US Should Keep Nuke Option for Cyberattack





March 05--The United States should be prepared to use every military option, including nuclear retaliation, in response to a huge computer attack, an independent Department of Defense task force said.
But the nation must determine whether its nuclear arsenal can withstand computer hackers, the Defense Science Board warns in a newly declassified report obtained by the Tribune-Review. In a full-scale cyber war, the board's experts say, the United States' weapons could be disabled or turned against its troops.
"It would have to be extreme," Paul Kaminski, chair of the Science Board and a member of the President's Intelligence Advisory Board, said about the kind of attack that might trigger a nuclear response. "It would have to be the kind of attack that we would judge would be threatening our survival."

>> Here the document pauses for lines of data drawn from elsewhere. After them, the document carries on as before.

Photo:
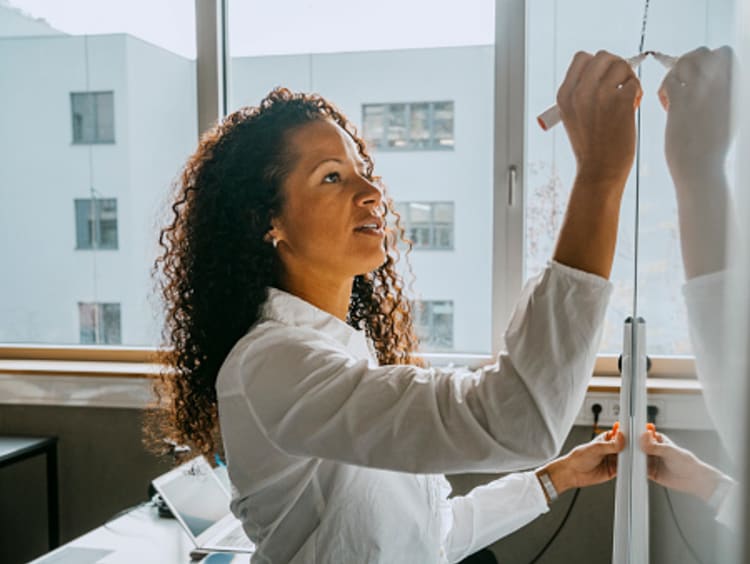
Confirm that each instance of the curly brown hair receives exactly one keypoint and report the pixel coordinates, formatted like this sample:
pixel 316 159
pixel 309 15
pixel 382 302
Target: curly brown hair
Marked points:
pixel 215 267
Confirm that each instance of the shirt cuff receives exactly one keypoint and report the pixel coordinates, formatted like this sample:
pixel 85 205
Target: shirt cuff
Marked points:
pixel 580 275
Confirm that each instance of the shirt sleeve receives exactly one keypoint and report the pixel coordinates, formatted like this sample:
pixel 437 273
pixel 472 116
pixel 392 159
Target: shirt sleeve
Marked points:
pixel 311 398
pixel 491 512
pixel 705 300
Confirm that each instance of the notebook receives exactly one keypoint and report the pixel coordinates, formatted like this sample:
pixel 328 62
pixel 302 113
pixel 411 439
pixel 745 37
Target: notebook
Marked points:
pixel 200 502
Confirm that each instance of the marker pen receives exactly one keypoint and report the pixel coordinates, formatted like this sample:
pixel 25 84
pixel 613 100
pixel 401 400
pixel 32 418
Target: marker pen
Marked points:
pixel 550 117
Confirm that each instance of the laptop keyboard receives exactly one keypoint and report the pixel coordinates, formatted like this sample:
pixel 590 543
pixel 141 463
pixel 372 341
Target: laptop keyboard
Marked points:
pixel 236 538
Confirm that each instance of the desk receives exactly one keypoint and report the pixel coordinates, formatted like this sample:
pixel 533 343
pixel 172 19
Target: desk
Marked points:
pixel 16 449
pixel 140 536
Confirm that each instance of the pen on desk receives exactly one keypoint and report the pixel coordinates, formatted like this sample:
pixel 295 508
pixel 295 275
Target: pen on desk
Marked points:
pixel 550 117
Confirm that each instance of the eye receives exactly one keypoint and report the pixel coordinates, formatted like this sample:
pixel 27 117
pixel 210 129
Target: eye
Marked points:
pixel 331 178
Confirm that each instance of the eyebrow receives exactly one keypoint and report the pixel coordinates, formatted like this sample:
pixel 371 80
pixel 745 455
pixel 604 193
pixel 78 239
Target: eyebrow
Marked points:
pixel 363 164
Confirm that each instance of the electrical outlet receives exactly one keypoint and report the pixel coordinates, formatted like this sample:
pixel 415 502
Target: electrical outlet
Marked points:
pixel 661 416
pixel 613 410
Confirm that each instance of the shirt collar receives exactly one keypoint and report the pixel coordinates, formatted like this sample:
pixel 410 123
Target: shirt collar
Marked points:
pixel 291 310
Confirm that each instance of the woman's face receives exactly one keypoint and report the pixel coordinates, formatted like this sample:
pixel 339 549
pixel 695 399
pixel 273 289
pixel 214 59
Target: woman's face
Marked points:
pixel 331 224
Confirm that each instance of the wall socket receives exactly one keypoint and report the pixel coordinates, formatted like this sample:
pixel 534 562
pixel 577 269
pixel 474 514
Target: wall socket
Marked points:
pixel 676 411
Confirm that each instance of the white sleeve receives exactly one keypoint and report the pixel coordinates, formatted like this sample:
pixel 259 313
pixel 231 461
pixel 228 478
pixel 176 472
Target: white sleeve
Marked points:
pixel 313 399
pixel 705 300
pixel 491 512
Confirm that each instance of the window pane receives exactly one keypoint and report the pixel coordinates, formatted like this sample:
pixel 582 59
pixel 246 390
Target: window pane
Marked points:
pixel 84 117
pixel 105 117
pixel 434 324
pixel 374 124
pixel 443 212
pixel 110 324
pixel 87 320
pixel 420 212
pixel 443 125
pixel 107 223
pixel 75 76
pixel 419 125
pixel 84 224
pixel 397 134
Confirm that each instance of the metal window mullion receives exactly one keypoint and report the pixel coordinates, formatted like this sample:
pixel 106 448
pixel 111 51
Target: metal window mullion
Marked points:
pixel 431 124
pixel 211 61
pixel 407 126
pixel 509 150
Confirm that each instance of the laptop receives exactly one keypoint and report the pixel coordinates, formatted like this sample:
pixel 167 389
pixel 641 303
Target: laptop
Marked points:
pixel 200 502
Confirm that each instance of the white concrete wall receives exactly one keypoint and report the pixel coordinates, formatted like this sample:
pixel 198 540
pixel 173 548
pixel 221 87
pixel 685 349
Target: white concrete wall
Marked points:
pixel 45 276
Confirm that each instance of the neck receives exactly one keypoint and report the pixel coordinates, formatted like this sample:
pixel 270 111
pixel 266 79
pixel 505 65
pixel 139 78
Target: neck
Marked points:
pixel 332 296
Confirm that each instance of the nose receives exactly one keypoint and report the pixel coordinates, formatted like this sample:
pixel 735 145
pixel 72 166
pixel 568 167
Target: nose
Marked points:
pixel 369 194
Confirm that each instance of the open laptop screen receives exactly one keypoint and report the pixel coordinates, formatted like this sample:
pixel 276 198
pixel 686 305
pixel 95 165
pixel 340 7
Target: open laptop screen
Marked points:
pixel 197 495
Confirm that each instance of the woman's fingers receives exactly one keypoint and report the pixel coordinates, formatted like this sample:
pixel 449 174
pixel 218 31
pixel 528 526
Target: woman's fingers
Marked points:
pixel 575 70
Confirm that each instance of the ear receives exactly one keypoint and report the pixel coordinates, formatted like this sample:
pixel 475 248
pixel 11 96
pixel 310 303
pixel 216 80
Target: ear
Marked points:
pixel 275 232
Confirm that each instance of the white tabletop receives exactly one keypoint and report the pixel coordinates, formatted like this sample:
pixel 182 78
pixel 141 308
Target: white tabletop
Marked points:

The United States must assume that computer attacks will be part of conflicts, said the report from the task force made up of civilian experts with government advisers. Yet, the report said the country cannot be confident that its military's computer systems would still work under attack from a sophisticated adversary nation with a full range of military and intelligence options.
The report Resilient Military Systems and the Advanced Cyber Threat presents a bleak assessment of the Defense Department's ability to withstand basic attacks from simulation "red teams" used to test the system.
The report points out that "much work remains" despite efforts to secure networks and protect the nation from computer attacks, said Lt. Col. Damien Pickart, a Defense Department spokesman. Military leaders have reviewed the report and believe it will serve as a "positive catalyst," he added.
"We recognize the serious nature of these threats and are urgently working to improve our capabilities to defend the nation, deter adversaries -- and if called upon -- take decisive action in all domains, to include cyberspace," Pickart told the Trib.
All options should be on the table, but threatening a nuclear response might go too far, said Dmitri Alperovitch, co-founding chief technology officer of CrowdStrike, a security technology company in Irvine, Calif.
"I cannot, for the life of me," he said, "imagine a scenario in which a realistic cyber attack could do that."
Briefed about "widespread intrusions" and the theft of technical information, task force members said they believe adversaries are planning high-end attacks. "The benefits to an attacker using cyber exploits are potentially spectacular," the task force warns.
Most attackers have limited capabilities, but a sophisticated nation state could "impose gradual wide-scale loss of life and control of the country" by attacking critical infrastructure such as power, water and financial systems.
In a full-scale fight with a "peer adversary" such as China or Russia, attackers could begin hacks to prevent weapons from firing or to cause confusion in supply lines.
Impacts on civilian targets could be "even greater," making police and medical responders "barely functional" at first and dysfunctional over the long term. Physical destruction to manufacturing plants or utilities could take months, if not years, to repair, the report said.
Some steps to increase computer defenses could be done "relatively inexpensively," said Brian Hughes, the Science Board's executive director.
The report suggests the military segregate some weapons -- such as 20 bombers out of a fleet of hundreds -- from integrated computer networks. The planes would lose some capability but remain operational if a computer attack grounded the rest of the fleet.
Other proposals include adding to the number of "cyber warriors," which Defense plans to do, and spending more time playing war games with launching and defending computer attacks. The military must be ready to launch potentially hundreds of simultaneous, synchronized computer attacks even as it defends against them.
"People are starting to understand that if the bad guys break into their software, they can have more access to things than they wanted them to," said Albert Whale, a Pittsburgh-based consultant for Cigital Federal, which works with the Air Force and others to identify and fix software vulnerabilities.